As soon as I finished work on my bandsaw, I turned immediately to my Delta 22-580 13″ planer. I noticed some performance issues with this tool while making my workbench. In the photo above, I’m in the process of changing out the blades and I’ll do a general clean up. I have had this planer for quite a while now and I have done zero maintenance on it.

Then, I have a new woodworking plan underway on a piece I am calling the Sarah Side Table. This design will be the basis for my next furniture project.

It will be good to be working on a piece of furniture after such a long time building things for my workshop. 🙂

* * * * *

Have a question or comment about this post? Leave me a comment below; but I also like email. Use my contact form to send me an email (click here).


  1. Chuck says

    Those belts make a big difference. I use them on all my belted machines. I also use the machined pulleys to replace the cast metal ones that come from the factory.

    I look forward to seeing how you work on the planer; especially how you handle the adjustment for blades parallel to platen. I have had two different machines over the years.; the first was the Rigid, then came the Rikon. When new, neither of them were accurate enough for me, and neither included instructions on adjusting for parallel. The factory tech support had no idea what I needed to know, so I had to pull the panels off and study the innards to figure out what I had to do.

    You have to get at those castle nuts on the threaded columns.
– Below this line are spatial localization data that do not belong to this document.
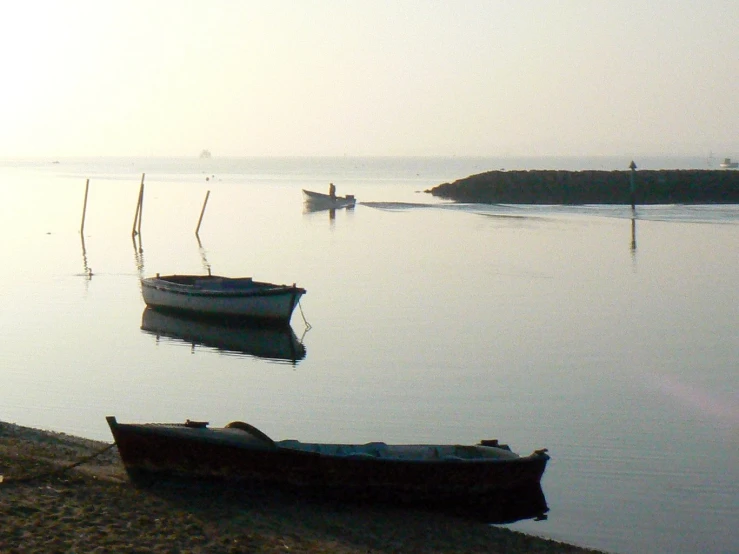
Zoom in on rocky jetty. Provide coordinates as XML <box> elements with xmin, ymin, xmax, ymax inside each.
<box><xmin>427</xmin><ymin>169</ymin><xmax>739</xmax><ymax>204</ymax></box>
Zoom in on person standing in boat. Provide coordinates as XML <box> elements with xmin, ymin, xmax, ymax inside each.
<box><xmin>328</xmin><ymin>182</ymin><xmax>336</xmax><ymax>201</ymax></box>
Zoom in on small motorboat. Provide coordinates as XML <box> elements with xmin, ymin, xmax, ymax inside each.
<box><xmin>302</xmin><ymin>189</ymin><xmax>356</xmax><ymax>210</ymax></box>
<box><xmin>140</xmin><ymin>274</ymin><xmax>306</xmax><ymax>324</ymax></box>
<box><xmin>106</xmin><ymin>417</ymin><xmax>550</xmax><ymax>503</ymax></box>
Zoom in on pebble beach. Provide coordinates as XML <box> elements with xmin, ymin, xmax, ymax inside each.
<box><xmin>0</xmin><ymin>420</ymin><xmax>607</xmax><ymax>553</ymax></box>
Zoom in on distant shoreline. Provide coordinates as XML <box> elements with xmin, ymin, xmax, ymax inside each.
<box><xmin>427</xmin><ymin>169</ymin><xmax>739</xmax><ymax>204</ymax></box>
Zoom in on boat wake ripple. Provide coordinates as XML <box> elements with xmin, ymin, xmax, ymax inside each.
<box><xmin>360</xmin><ymin>201</ymin><xmax>437</xmax><ymax>211</ymax></box>
<box><xmin>361</xmin><ymin>201</ymin><xmax>739</xmax><ymax>223</ymax></box>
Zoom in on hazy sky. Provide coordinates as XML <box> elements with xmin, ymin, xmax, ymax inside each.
<box><xmin>2</xmin><ymin>1</ymin><xmax>737</xmax><ymax>157</ymax></box>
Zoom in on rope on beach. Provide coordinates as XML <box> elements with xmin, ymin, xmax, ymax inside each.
<box><xmin>0</xmin><ymin>442</ymin><xmax>117</xmax><ymax>486</ymax></box>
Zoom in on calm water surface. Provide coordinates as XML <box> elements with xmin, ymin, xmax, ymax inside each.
<box><xmin>0</xmin><ymin>157</ymin><xmax>737</xmax><ymax>554</ymax></box>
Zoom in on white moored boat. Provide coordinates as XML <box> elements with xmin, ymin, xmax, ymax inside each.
<box><xmin>302</xmin><ymin>189</ymin><xmax>356</xmax><ymax>210</ymax></box>
<box><xmin>141</xmin><ymin>274</ymin><xmax>306</xmax><ymax>324</ymax></box>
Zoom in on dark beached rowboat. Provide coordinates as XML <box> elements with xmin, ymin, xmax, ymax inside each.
<box><xmin>106</xmin><ymin>417</ymin><xmax>550</xmax><ymax>503</ymax></box>
<box><xmin>140</xmin><ymin>274</ymin><xmax>306</xmax><ymax>324</ymax></box>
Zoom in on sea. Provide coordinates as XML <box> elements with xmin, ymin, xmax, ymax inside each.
<box><xmin>0</xmin><ymin>155</ymin><xmax>736</xmax><ymax>554</ymax></box>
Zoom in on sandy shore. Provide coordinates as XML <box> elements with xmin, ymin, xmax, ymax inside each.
<box><xmin>0</xmin><ymin>421</ymin><xmax>607</xmax><ymax>553</ymax></box>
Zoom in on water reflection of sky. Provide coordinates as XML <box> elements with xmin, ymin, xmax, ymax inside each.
<box><xmin>0</xmin><ymin>161</ymin><xmax>737</xmax><ymax>554</ymax></box>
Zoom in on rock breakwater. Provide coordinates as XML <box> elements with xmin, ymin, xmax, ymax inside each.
<box><xmin>427</xmin><ymin>169</ymin><xmax>739</xmax><ymax>204</ymax></box>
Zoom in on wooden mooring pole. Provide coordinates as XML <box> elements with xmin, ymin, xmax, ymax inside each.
<box><xmin>195</xmin><ymin>190</ymin><xmax>210</xmax><ymax>236</ymax></box>
<box><xmin>80</xmin><ymin>179</ymin><xmax>90</xmax><ymax>234</ymax></box>
<box><xmin>132</xmin><ymin>173</ymin><xmax>145</xmax><ymax>237</ymax></box>
<box><xmin>629</xmin><ymin>160</ymin><xmax>637</xmax><ymax>211</ymax></box>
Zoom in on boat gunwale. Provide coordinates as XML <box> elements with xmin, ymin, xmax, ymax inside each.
<box><xmin>142</xmin><ymin>282</ymin><xmax>305</xmax><ymax>300</ymax></box>
<box><xmin>141</xmin><ymin>276</ymin><xmax>306</xmax><ymax>300</ymax></box>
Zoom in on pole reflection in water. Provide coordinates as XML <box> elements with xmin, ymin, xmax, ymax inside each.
<box><xmin>196</xmin><ymin>235</ymin><xmax>212</xmax><ymax>276</ymax></box>
<box><xmin>80</xmin><ymin>233</ymin><xmax>92</xmax><ymax>280</ymax></box>
<box><xmin>140</xmin><ymin>307</ymin><xmax>307</xmax><ymax>365</ymax></box>
<box><xmin>78</xmin><ymin>234</ymin><xmax>92</xmax><ymax>295</ymax></box>
<box><xmin>132</xmin><ymin>233</ymin><xmax>145</xmax><ymax>279</ymax></box>
<box><xmin>631</xmin><ymin>217</ymin><xmax>637</xmax><ymax>252</ymax></box>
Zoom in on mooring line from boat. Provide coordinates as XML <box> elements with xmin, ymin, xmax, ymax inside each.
<box><xmin>297</xmin><ymin>299</ymin><xmax>312</xmax><ymax>331</ymax></box>
<box><xmin>0</xmin><ymin>442</ymin><xmax>117</xmax><ymax>486</ymax></box>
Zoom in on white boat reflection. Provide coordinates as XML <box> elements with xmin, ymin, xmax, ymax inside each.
<box><xmin>141</xmin><ymin>307</ymin><xmax>307</xmax><ymax>365</ymax></box>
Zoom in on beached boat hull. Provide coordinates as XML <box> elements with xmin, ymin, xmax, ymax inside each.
<box><xmin>106</xmin><ymin>417</ymin><xmax>550</xmax><ymax>502</ymax></box>
<box><xmin>140</xmin><ymin>275</ymin><xmax>305</xmax><ymax>324</ymax></box>
<box><xmin>302</xmin><ymin>189</ymin><xmax>356</xmax><ymax>210</ymax></box>
<box><xmin>140</xmin><ymin>307</ymin><xmax>306</xmax><ymax>364</ymax></box>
To make calibration more accessible I made a special cabinet riser for the original planer cabinet that I had already made. This allowed me to get at the underside without removing the bolts that hold the machines to the table.

    NOTE: The old Rigid had 2 threaded columns; the Rikon has 4 threaded columns. Four columns makes this much more ticklish. The smallest turn of the nuts makes a big change. Be sure to have lots of THICK, WIDE, and FLAT scrap wood ready for testing each change you make. I can tolerate .001″ difference from side-to-side but not 005″. Use a digital caliper to measure your thickness. Also, run the wood through the machine multiple times from both directions, until almost no sound is made from the cutters; then take your measurements. This minimizes the peaks and valleys that only one pass produces.

    I’m sure you will discover what I mean.

    Good luck and may God bless you!


  2. Hey Chuck, thanks for the tips. I am hopeful that getting the blades adjusted properly won’t be a chore. I’ll refer to your suggestions when I get to it which won’t be until Friday night at the earliest. And, blessings to you.